Although the majority of whites are sympathetic to the cause of civil rights, many feel threatened and disengaged from what they see in the news coverage of violent protests in New York and other large cities, so they become silent observers of extremists on both sides of the issue. Tensions are particularly high in Pennsylvania, which saw one of the earliest race riots in Philadelphia in 1964 and later one of the most violent and deadly in the rural town of York in 1969.

The opening sequence of Night of the Living Dead seems to parallel this social context as a young white woman, Barbra, flees to the safe confines of a remote Pennsylvania farmhouse after her brother is killed at the hands of someone whose demeanor and violent actions are completely incomprehensible to her. There she finds the corpse of the owner and realizes that the house is not as secure as she might have hoped. Despite this fact, she is able to lock herself inside, seemingly protected from the shuffling pursuers outside.

Barbra’s limited sense of security is shaken when a stranger, Ben, suddenly breaks in. He takes control of the situation and tries to assure her that things are going to be okay, but she remains too frightened to speak. In an attempt to gain her confidence, Ben gives a detailed account of how he has been victimized and is fortunate to have survived. Barbra is clearly sympathetic as she begins to describe her own similar experience, but Ben is not interested in listening to her story.

When a group of other people (all white) later emerges from the cellar, Ben chastises them for waiting so long to make contact. The most vocal member of the group, Harry Cooper, defends their reluctance as being reasonable in light of the approaching threat. Harry goes on to suggest that everyone should return to the cellar because it can be barricaded and completely sealed off. Ben is adamantly opposed to the idea and demands that the group remain upstairs where they can maintain a visual link to what is happening outside. Harry argues that to do so only leaves everyone vulnerable and that anything short of complete isolation will eventually lead to their being overwhelmed and destroyed by the outside threat.

At this point the central conflict of the film is established: Harry advocates complete isolation (segregation) while Ben supports a more moderate course of action. Harry’s arguments for barricading themselves in the cellar until help arrives are clearly stronger than any opposing ones, but the film portrays his admonitions in a Cassandra light as the rest of the group (including Harry’s own wife) aligns with Ben.

This leads to events which correspond metaphorically to the stereotypical fears of racist groups of the time. These range from the general fear of racial dilution, which is expressed as Harry watches zombies consume the flesh of two members of the group, to more personal fears such as when Harry learns that his wife wants to follow Ben instead of him. In the end, Harry’s predictions are exactly realized when the house is swarmed and everyone but Ben is killed. As if to emphasize that Harry was right all along, the film has Ben surviving the onslaught by barricading himself in the cellar until help arrives.

Given the intensity of racial tensions in Pennsylvania during the time the film was produced, it is not surprising that an African American might seem to be the best choice for the role of Ben even though the script was written with a Caucasian actor in mind.

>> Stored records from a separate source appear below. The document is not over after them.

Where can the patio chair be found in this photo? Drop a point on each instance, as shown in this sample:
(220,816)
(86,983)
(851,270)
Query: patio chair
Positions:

More specifically, this seemingly progressive casting decision superficially masks the clear parallels between the message of the film and those of racist groups of the time.

It can be argued, however, that the casting actually reinforces the parallels in that it places a well-spoken African American, Ben, as the voice of moderation that ultimately leads to the deaths of all of the white characters. In fact, a linkage between Ben and the zombies is unambiguously established at the end of the film when a rag-tag band of locals – with no small resemblance to the white lynch mobs of the time – mistakes Ben for a zombie and kills him.

Nobody would argue that any of the principals involved in the making of the film were trying to further a racist agenda – and Romero himself has denied any conscious attempts at social commentary in the film – but it is often argued that literature and films tend to unconsciously reflect the social contexts in which they are created. Night of the Living Dead seems to do just that. This may go some way toward explaining the highly inflammatory reception the film received from critics at the time of its release.

In terms of grisly horror and gore, Night of the Living Dead hardly goes beyond the films of Herschell Gordon Lewis, or even of Alfred Hitchcock (especially The Birds), that were released earlier in the decade. The fact that Night of the Living Dead was viewed so differently in 1968 is likely the result of its striking a raw nerve that fortunately isn’t so raw today.

Jeffrey Uhlmann, Ph.D. is a professor at the University of Missouri in Columbia. He has degrees in philosophy, computer science, and a doctorate in robotics from Oxford University. He is a scholar of cult and B-movies, especially of the lucha and kaiju genres. He holds the controversial position that interpretative analysis of literature and film is a meaningless exercise because it does not lead to falsifiable conclusions. Uhlmann believes that any such analysis can be countered with a contradictory one of comparable “evidential” strength.